Drop duplicated rows

Usage

<DataFrame>$unique(subset = NULL, ..., keep = "any", maintain_order = FALSE)

Arguments

subset A character vector with the names of the column(s) to use to identify duplicates. If NULL (default), use all columns.
Not used.
keep Which of the duplicate rows to keep:
  • “any” (default): Does not give any guarantee of which row is kept. This allows more optimizations.
  • “first”: Keep first unique row.
  • “last”: Keep last unique row.
  • “none”: Don’t keep duplicate rows.
maintain_order Keep the same order as the original data.
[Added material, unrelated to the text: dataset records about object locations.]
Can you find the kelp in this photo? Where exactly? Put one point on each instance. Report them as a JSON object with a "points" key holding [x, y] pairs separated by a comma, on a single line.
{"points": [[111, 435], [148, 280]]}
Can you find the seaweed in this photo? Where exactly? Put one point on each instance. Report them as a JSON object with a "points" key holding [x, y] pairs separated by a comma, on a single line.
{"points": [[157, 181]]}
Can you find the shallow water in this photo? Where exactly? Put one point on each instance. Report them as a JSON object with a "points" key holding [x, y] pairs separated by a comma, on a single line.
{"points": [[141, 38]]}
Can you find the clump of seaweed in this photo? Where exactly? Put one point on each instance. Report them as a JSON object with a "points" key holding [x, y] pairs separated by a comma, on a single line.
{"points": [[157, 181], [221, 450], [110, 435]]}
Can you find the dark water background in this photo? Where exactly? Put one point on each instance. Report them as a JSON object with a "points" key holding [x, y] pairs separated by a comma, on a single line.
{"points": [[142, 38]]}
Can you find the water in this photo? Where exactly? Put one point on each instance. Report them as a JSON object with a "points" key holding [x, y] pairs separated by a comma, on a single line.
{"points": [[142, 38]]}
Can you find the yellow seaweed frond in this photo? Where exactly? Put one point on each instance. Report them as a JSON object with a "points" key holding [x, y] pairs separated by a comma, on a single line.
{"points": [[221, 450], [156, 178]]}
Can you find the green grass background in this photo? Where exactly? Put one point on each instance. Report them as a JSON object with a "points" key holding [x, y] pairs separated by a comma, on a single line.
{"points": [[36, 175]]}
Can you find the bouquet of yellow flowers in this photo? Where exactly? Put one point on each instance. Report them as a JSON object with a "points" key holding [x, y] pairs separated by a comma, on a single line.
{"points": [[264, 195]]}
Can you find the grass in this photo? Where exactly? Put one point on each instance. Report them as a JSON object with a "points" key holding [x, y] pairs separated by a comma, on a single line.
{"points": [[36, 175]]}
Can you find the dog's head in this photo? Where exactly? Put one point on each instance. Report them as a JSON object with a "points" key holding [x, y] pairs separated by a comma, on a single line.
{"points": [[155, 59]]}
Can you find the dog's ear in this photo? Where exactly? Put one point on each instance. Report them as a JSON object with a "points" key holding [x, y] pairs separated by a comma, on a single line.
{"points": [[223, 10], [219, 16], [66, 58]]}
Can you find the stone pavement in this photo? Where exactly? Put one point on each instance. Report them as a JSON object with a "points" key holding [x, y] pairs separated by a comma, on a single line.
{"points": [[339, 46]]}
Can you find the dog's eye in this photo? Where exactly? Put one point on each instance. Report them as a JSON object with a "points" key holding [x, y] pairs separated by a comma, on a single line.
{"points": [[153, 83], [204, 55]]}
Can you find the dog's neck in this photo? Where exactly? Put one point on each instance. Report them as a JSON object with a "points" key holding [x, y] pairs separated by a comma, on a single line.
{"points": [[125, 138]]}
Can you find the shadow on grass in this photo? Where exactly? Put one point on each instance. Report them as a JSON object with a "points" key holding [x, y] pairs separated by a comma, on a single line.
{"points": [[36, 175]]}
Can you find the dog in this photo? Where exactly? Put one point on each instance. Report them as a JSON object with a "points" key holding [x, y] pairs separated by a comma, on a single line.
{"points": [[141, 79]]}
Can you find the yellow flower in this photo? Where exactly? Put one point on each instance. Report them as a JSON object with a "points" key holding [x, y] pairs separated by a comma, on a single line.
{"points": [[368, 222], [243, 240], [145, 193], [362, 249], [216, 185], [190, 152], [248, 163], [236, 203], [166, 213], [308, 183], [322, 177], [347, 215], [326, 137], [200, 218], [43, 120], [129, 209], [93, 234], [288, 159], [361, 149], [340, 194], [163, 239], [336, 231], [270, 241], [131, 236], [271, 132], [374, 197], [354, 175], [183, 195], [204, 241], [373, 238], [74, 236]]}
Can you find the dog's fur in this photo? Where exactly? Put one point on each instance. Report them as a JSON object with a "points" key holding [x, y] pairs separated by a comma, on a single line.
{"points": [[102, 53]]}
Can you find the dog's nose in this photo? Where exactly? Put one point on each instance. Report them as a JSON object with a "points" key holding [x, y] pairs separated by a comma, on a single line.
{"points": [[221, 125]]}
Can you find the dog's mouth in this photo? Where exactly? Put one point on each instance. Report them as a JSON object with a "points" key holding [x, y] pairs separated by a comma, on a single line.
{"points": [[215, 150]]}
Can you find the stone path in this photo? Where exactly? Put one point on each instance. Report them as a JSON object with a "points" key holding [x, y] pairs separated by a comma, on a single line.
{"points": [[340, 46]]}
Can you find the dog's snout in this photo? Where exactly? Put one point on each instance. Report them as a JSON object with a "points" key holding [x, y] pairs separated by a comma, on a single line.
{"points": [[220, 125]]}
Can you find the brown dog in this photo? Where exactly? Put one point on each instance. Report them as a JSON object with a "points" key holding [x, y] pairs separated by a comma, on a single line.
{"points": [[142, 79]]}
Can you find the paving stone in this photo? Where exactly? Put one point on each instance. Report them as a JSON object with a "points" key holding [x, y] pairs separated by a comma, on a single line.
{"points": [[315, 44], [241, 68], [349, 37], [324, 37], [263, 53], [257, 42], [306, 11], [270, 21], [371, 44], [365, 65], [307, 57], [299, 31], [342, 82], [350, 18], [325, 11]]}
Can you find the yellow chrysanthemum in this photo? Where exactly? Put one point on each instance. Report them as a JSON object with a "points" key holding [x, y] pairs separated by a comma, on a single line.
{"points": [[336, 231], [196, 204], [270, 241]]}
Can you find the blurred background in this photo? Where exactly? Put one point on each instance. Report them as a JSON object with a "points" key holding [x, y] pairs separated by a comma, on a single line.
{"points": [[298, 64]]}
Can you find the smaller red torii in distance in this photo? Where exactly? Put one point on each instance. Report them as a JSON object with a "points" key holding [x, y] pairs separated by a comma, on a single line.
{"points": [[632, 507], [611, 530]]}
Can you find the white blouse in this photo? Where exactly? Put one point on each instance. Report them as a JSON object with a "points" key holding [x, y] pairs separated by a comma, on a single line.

Setting this to TRUE makes it more expensive to compute and blocks the possibility to run on the streaming engine.

Value

DataFrame

Examples

library(polars)

df = pl$DataFrame(
  x = c(1:3, 1:3, 3:1, 1L),
  y = c(1:3, 1:3, 1:3, 1L)
)
df$height
#> [1] 10
df$unique()$height
#> [1] 5
# subset to define unique, keep only last or first
df$unique(subset = "x", keep = "last")
#> shape: (3, 2)
#> ┌─────┬─────┐
#> │ x   ┆ y   │
#> │ --- ┆ --- │
#> │ i32 ┆ i32 │
#> ╞═════╪═════╡
#> │ 2   ┆ 2   │
#> │ 1   ┆ 1   │
#> │ 3   ┆ 1   │
#> └─────┴─────┘
df$unique(subset = "x", keep = "first")
#> shape: (3, 2)
#> ┌─────┬─────┐
#> │ x   ┆ y   │
#> │ --- ┆ --- │
#> │ i32 ┆ i32 │
#> ╞═════╪═════╡
#> │ 3   ┆ 3   │
#> │ 2   ┆ 2   │
#> │ 1   ┆ 1   │
#> └─────┴─────┘
# only keep unique rows
df$unique(keep = "none")
#> shape: (2, 2)
#> ┌─────┬─────┐
#> │ x   ┆ y   │
#> │ --- ┆ --- │
#> │ i32 ┆ i32 │
#> ╞═════╪═════╡
#> │ 3   ┆ 1   │
#> │ 1   ┆ 3   │
#> └─────┴─────┘